Publicado 12 de outubro de 2024Última atualização 21 de outubro de 2024

Seis pacientes receberam órgãos infectados de dois doadores no Rio de Janeiro; Polícia Federal e outros órgãos investigam falha de laboratório contratado para fazer testes, que é de parentes de ex-secretário de saúde.

Caixa com órgão para transplante e um médico ao fundo em centro cirúrgico
Seis pacientes do Rio de Janeiro foram infectados pelo vírus HIV após transplante de órgãosFoto: picture-alliance/dpa/S. Stache

Seis pacientes transplantados receberam órgãos infectados pelo vírus HIV no Rio de Janeiro, em caso sem precedente no Sistema Público de Saúde (SUS). Esses pacientes estavam na fila do transplante da Secretaria Estadual de Saúde (SES-RJ), que confirmou o caso, revelado pela BandNews FM em 11 de outubro. Os órgãos infectados vieram de dois doadores.

A Polícia Federal, o Ministério da Saúde, Ministério Público do RJ (MPRJ), Polícia Civil e Conselho Regional de Medicina (Cremerj) acompanham o caso.

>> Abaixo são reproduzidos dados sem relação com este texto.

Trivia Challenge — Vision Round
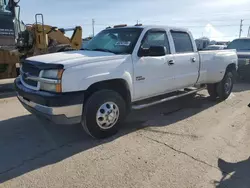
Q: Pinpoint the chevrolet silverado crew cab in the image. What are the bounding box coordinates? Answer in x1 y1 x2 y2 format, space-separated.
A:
15 25 238 138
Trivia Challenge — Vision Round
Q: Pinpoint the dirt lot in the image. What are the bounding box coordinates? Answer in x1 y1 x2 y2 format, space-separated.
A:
0 80 250 188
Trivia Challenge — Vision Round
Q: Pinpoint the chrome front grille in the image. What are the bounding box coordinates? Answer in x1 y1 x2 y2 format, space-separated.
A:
20 62 41 89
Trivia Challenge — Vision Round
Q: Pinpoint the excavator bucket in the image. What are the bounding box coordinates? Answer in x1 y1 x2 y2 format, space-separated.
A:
0 49 19 79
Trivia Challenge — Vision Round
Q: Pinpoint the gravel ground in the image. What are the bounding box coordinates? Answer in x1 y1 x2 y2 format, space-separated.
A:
0 83 250 188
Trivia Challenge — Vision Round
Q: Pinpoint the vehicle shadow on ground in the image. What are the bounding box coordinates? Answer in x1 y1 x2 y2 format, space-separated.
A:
0 95 221 184
215 157 250 188
233 81 250 92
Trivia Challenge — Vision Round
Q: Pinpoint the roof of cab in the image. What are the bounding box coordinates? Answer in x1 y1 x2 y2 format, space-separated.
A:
107 25 189 31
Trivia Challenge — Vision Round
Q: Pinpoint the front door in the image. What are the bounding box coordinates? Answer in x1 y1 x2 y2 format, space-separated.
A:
171 31 200 89
133 29 174 100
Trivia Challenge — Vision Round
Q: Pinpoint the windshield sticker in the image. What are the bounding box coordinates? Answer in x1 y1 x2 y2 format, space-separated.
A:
115 41 131 46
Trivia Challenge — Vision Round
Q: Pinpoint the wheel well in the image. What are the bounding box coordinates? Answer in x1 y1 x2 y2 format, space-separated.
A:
227 63 236 71
84 79 131 107
226 63 238 83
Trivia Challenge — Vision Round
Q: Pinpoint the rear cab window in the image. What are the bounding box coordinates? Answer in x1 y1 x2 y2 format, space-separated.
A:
170 30 194 53
140 28 171 54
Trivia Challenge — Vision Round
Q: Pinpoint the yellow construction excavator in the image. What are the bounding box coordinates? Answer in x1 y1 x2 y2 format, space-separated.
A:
16 14 82 59
0 0 82 79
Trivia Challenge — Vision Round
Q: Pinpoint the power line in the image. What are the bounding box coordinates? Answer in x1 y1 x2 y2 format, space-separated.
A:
239 19 243 38
92 19 95 37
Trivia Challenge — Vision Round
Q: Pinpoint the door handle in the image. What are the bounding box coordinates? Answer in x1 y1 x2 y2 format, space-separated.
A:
168 59 174 66
191 57 196 63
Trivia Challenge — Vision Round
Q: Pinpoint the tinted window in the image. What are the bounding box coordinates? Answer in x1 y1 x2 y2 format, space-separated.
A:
83 28 142 54
141 31 170 53
171 31 194 53
227 39 250 52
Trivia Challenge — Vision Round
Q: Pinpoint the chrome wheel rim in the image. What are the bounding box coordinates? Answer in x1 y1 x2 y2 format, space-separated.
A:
224 77 233 94
96 102 119 129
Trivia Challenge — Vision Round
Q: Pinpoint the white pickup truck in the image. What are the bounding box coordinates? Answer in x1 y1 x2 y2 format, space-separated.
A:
15 25 238 138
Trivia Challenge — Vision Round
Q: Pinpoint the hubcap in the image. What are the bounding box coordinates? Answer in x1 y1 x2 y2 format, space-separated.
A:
96 102 119 129
224 77 232 94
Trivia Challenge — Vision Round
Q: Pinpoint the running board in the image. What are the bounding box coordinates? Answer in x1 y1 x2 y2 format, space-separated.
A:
132 87 206 110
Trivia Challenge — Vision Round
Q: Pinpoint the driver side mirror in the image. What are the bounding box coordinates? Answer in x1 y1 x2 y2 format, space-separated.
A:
138 46 167 57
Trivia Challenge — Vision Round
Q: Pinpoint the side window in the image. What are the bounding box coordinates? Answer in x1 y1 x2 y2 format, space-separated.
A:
141 31 170 54
171 31 194 53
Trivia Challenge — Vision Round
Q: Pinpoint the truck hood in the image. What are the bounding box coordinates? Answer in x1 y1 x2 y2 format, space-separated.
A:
27 50 129 69
237 52 250 59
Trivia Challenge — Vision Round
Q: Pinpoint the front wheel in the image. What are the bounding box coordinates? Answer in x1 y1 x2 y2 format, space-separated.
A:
217 71 234 100
82 90 126 139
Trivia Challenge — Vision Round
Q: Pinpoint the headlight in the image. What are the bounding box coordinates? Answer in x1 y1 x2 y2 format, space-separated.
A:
40 69 63 93
42 69 63 79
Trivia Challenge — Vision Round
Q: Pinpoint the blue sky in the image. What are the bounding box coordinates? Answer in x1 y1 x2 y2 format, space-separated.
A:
20 0 250 40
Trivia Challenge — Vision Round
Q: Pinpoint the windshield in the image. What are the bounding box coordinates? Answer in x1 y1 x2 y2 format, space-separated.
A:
83 28 142 54
227 39 250 52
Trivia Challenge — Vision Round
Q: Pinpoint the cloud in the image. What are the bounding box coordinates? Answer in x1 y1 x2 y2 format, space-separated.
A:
204 24 225 40
204 0 249 7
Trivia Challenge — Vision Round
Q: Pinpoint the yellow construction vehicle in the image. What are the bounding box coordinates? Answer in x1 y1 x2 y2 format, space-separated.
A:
0 0 82 79
16 14 82 59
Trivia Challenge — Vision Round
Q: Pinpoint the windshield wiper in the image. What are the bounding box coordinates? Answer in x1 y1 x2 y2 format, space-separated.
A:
91 48 116 54
80 48 91 51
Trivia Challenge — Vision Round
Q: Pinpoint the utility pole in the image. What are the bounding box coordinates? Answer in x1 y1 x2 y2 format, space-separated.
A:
239 19 243 38
92 19 95 37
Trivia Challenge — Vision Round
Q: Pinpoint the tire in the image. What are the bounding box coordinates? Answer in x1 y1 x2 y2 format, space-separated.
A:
81 90 126 139
216 71 234 101
207 84 218 100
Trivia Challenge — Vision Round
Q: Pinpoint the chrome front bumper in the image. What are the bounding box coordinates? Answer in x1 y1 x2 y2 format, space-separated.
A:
17 95 83 124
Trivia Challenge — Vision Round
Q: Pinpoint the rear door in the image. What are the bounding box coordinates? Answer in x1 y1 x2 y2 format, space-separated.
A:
170 30 199 89
133 28 174 100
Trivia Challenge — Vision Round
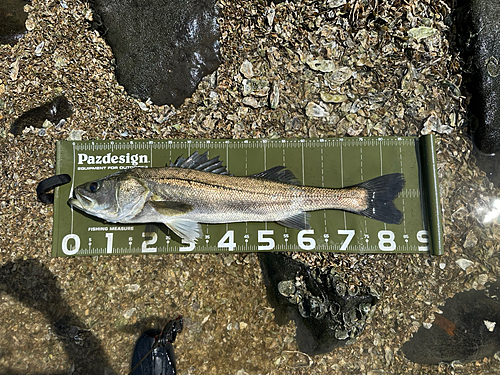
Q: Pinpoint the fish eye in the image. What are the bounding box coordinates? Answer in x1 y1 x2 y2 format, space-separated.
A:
89 181 100 193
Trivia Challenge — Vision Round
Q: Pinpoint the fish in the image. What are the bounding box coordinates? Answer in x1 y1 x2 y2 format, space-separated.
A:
68 151 405 243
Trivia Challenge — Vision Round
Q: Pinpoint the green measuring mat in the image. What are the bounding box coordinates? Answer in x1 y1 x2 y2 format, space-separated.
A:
52 135 442 256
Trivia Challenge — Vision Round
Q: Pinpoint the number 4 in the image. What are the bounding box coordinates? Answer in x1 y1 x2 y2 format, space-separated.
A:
217 230 236 251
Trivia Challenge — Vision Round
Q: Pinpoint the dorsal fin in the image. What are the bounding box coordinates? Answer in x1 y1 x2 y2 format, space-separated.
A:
170 151 231 175
248 165 300 185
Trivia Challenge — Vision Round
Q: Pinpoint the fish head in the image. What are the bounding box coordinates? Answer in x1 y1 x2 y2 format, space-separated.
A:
68 172 150 223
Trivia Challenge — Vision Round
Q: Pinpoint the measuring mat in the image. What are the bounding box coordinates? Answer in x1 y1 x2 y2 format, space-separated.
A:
52 135 443 256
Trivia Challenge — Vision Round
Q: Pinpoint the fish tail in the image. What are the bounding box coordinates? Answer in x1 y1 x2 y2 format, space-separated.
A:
357 173 405 224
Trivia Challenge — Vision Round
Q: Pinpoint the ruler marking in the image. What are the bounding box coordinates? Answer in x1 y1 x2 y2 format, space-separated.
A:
58 137 426 255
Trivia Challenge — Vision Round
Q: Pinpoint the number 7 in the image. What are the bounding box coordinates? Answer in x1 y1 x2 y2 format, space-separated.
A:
337 229 356 250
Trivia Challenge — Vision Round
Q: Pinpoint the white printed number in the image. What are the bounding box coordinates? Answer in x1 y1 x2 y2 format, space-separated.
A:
417 230 429 251
378 230 396 251
337 229 356 250
257 230 275 250
297 229 316 250
61 234 80 255
141 232 158 253
217 230 236 251
106 233 113 254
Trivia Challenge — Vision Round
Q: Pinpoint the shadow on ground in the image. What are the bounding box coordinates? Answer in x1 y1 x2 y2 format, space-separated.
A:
0 259 113 375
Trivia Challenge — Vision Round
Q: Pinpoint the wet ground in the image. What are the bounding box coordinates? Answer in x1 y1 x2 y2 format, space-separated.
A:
0 0 500 375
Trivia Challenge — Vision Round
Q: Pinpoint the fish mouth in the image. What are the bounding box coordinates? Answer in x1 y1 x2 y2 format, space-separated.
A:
68 192 92 210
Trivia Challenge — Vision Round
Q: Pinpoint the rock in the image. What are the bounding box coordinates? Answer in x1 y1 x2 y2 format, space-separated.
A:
464 230 478 249
0 0 29 46
259 253 378 355
307 60 335 73
401 283 500 365
240 60 253 79
306 102 328 117
319 92 347 103
456 258 474 271
455 0 500 154
10 96 73 135
91 0 220 107
408 26 437 40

O foco das investigações é uma falha detectada no laboratório PCS Lab Saleme, que emitiu os laudos de que os órgãos estavam aptos para serem doados.

O laboratório é privado e contratado pela Fundação Saúde, sob a responsabilidade da Secretaria Estadual de Saúde, para atendimento ao programa de transplantes no estado. Nesta segunda-feira (21/10), toda a cúpula da Fundação pediu demissão do cargo, incluindo o diretor executivo João Ricardo da Silva Pilotto. 

Cinco mandados de prisão

A Polícia Civil do Rio de Janeiro prendeu duas pessoas no dia 14 de outubro por suspeita de atuação no caso. Um deles é sócio e responsável técnico do laboratório: o médico ginecologista Walter Vieira, que assinou um dos laudos errados. Ele é tio do ex-secretário de Saúde do Rio Dr. Luizinho, deputado federal em segundo mandato e líder do PP na Câmara dos Deputados. 

O outro detido foi Ivanilson Fernandes dos Santos, técnico de laboratório contratado para fazer análises clínicas nos casos de órgãos para transplante.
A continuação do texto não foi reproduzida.